各事業所で用いられているものがあればそれで構いませんし、厚労省が打ち出しているものをそのまま流用して頂いても構いません。
現在使用しているアセスメントシートが十分な情報を得るに事足りない場合は、自分自身が扱いやすいと感じるものに切り替える、もしくは事業所に相談の上で既存のシートに付け足すなど等、工夫されるのと良いでしょう。
大切なのは上記項目をシート上に漏れなく記載できるものを選択するということとなります。
アセスメントシートの書き方の注意点
単なる作業にならないように!
アセスメントを進めていく中で、多くの情報を入手しそれらをシートに落とし込んでいかれることだと思います。
ここで注意しなければならないことは、シート内を全て埋める単なる「作業」とならないようにするということです。
特に慣れないうちはともかくシート内を全て埋めることだけに囚われがちであり、対象者をまったく見ていないということも珍しくありません。
状況の把握にせよ、情報の収集にせよ、目に見える表面的な情報だけを鵜呑みにし、それをもって状態の確認とすることが無いようにしなければなりません。
アセスメントツールに記載される情報は、少なくともそのアセスメント実施段階において、対象者の現状を正確に把握したものでなければなりません。
そうでなければ、多職種でツールを共有した段階から情報の齟齬が生じてしまうためです。
そのためアセスメント実施者は情報の整理と振り分けを常に行う必要があります。対象者の口から語られたものだけが正確な情報であるとは限りません。

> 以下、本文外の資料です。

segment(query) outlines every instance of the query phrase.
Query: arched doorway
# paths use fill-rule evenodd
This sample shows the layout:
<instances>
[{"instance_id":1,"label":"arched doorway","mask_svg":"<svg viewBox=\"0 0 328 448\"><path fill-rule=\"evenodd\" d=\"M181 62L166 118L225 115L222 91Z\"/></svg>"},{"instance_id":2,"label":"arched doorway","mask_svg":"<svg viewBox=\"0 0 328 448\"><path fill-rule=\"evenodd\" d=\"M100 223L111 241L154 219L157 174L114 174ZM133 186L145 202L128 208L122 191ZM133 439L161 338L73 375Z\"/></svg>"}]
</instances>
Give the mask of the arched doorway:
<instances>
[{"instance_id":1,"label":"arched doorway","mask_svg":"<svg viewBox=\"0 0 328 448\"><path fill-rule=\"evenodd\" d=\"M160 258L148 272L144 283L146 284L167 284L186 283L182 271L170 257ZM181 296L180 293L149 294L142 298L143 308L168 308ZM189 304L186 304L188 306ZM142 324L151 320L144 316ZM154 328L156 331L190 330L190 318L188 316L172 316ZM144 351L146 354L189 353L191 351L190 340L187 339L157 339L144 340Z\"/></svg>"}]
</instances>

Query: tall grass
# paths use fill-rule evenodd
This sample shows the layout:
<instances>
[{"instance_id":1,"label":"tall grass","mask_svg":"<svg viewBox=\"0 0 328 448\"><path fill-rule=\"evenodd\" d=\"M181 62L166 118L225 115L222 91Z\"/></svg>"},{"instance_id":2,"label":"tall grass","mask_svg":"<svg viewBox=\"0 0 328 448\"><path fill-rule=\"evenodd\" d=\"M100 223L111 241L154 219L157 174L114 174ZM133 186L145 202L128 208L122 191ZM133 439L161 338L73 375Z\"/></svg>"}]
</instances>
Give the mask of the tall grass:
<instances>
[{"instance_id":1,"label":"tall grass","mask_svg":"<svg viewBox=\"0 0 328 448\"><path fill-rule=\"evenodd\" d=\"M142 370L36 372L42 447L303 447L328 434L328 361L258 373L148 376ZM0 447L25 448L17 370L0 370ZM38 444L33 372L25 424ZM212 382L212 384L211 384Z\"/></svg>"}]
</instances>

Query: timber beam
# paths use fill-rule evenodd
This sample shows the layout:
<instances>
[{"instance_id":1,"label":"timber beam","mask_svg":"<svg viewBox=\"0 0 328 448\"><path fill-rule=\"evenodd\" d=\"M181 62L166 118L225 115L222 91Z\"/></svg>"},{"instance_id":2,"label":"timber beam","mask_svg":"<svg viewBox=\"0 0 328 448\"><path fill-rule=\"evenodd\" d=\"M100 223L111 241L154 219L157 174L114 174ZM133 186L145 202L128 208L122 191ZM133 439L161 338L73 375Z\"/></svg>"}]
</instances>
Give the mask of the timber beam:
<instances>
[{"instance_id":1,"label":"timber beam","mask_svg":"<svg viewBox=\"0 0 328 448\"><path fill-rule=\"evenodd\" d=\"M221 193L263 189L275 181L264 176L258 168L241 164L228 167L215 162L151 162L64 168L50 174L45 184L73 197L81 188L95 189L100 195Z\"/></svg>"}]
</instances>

アセスメント実施者はいくつもの情報からその真意を探り真に正確な情報を見つけ出す必要があります。
そのためには、質問技法、面接技法も必要となってきます。
シートはあくまで情報を整理するためのツールに過ぎません。ツールは人によって使われるべきものであり、ツールに使われてしまうことがないように注意が必要です。
情報は偽りなく第三者が理解できるように!
アセスメントシートに限ったことではありませんが、仮に情報開示が求められた際には当然ながら開示しなければなりません。
アセスメント対象者あるいはそれに関わる第三者に閲覧されても問題が生じないようにするためにも、情報は偽りなく正確に時系列に沿って記載します。
また会話のやり取りといった言語を乗せなければならない場合は「私は~と思った」等の主観的な要素は一切入れず、箇条書きにて分かりやすく記載するようにします。
その上で略語や自分しか分からないような単語等は使用せず、客観的な視点をもって記載することが大切です。
まとめ
アセスメントシートを正しく使う事により、課題整理は容易なものとなってきます。
しかしそのためには、アセスメントの意味と、求めているものをしっかりと理解する必要があります。
どれほど優れたツールを用いたとしても、利用方法一つでその価値も変わるため、一つ一つのアセスメントを大切にしましょう。